Vice-President Kashim Shettima on Thursday argued that the president of Nigeria has no constitutional power to remove an elected councillor, much more a governor.
Shettima spoke amid President Bola Tinubu’s controversial removal of Siminalayi Fubara, an elected governor of the opposition party, the People’s Democratic Party (PDP) in Rivers State.
Governor Simi Fubara of Rivers was on March 18, 2025, removed from office by the president.
The National Assembly later ratified the highly controversial move, after members allegedly accepted cash bribes from the president’s allies.
Fubara has been out of office ever since, with a retired military general acting in his stead.
Shettima, during a book launch in Abuja on Thursday afternoon, suggested there was no constitutional basis for a president to remove an elected governor in Nigeria, drawing from his experience when he was a governor to slam the perils of such extra-constitutional manoeuvres.
“Former President Goodluck Ebele Jonathan was floating the idea of removing this Borno governor (pointing at himself), and Aminu Waziri Tambuwal, the former Speaker of the House of Representatives, had the courage to tell the president: You don’t have the power to remove an elected councillor,” Mr Shettima said at the book launch of former attorney-general Bello Adoke.

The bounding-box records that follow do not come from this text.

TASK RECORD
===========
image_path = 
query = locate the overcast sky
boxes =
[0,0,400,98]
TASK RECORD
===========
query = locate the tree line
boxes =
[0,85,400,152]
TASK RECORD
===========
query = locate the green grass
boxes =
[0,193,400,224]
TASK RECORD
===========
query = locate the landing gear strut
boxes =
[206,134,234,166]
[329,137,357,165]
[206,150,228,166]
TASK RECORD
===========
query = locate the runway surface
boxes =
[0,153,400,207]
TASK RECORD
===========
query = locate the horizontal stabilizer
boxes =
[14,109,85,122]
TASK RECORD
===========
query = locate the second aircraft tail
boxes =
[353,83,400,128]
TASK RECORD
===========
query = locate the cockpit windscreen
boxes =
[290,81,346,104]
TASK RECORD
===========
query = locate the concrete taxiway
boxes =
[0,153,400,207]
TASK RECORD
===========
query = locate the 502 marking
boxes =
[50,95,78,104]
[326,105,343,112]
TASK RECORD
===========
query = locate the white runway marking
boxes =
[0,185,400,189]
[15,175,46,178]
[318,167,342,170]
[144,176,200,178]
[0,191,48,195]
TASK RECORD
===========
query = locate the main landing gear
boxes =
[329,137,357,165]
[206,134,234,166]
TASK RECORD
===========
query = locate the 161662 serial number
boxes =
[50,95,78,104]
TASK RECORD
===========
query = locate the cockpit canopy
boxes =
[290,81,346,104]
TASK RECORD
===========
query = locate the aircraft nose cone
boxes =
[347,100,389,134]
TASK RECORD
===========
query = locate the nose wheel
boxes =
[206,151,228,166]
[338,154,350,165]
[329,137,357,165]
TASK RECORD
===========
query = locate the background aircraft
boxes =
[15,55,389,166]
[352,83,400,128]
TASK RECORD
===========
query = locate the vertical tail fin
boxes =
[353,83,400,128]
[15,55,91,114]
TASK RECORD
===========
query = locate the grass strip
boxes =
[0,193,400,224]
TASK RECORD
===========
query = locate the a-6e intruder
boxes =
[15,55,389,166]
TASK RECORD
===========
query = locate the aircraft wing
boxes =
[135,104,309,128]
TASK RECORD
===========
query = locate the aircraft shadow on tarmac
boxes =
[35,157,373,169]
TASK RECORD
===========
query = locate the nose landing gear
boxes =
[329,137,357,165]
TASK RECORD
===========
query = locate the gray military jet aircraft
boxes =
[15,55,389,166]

Mr Shettima also commended Mr Adoke for using his role as the attorney-general at the time to thwart Mr Jonathan’s attempt to remove governors of northeastern states over insecurity in 2013.
“The president was still unconvinced, he mooted the idea at the Federal Executive Council, Mr Mohammed Adoke told the president: You do not have the power to remove a sitting governor,” the vice-president said. “They sought the opinion of another SAN in the cabinet, Kabiru Turaki, who also said: I am of the candid opinion of my senior colleagues. That was how the matter was laid to rest.”
“I want to thank you for the courage to forgive those who have offended you. In the last four years of the Jonathan government, I was the public enemy number one,” he added.
Shettima did not, however, directly address Mr Fubara’s removal, and has largely avoided airing his opinion on the legality of the removal since it was announced.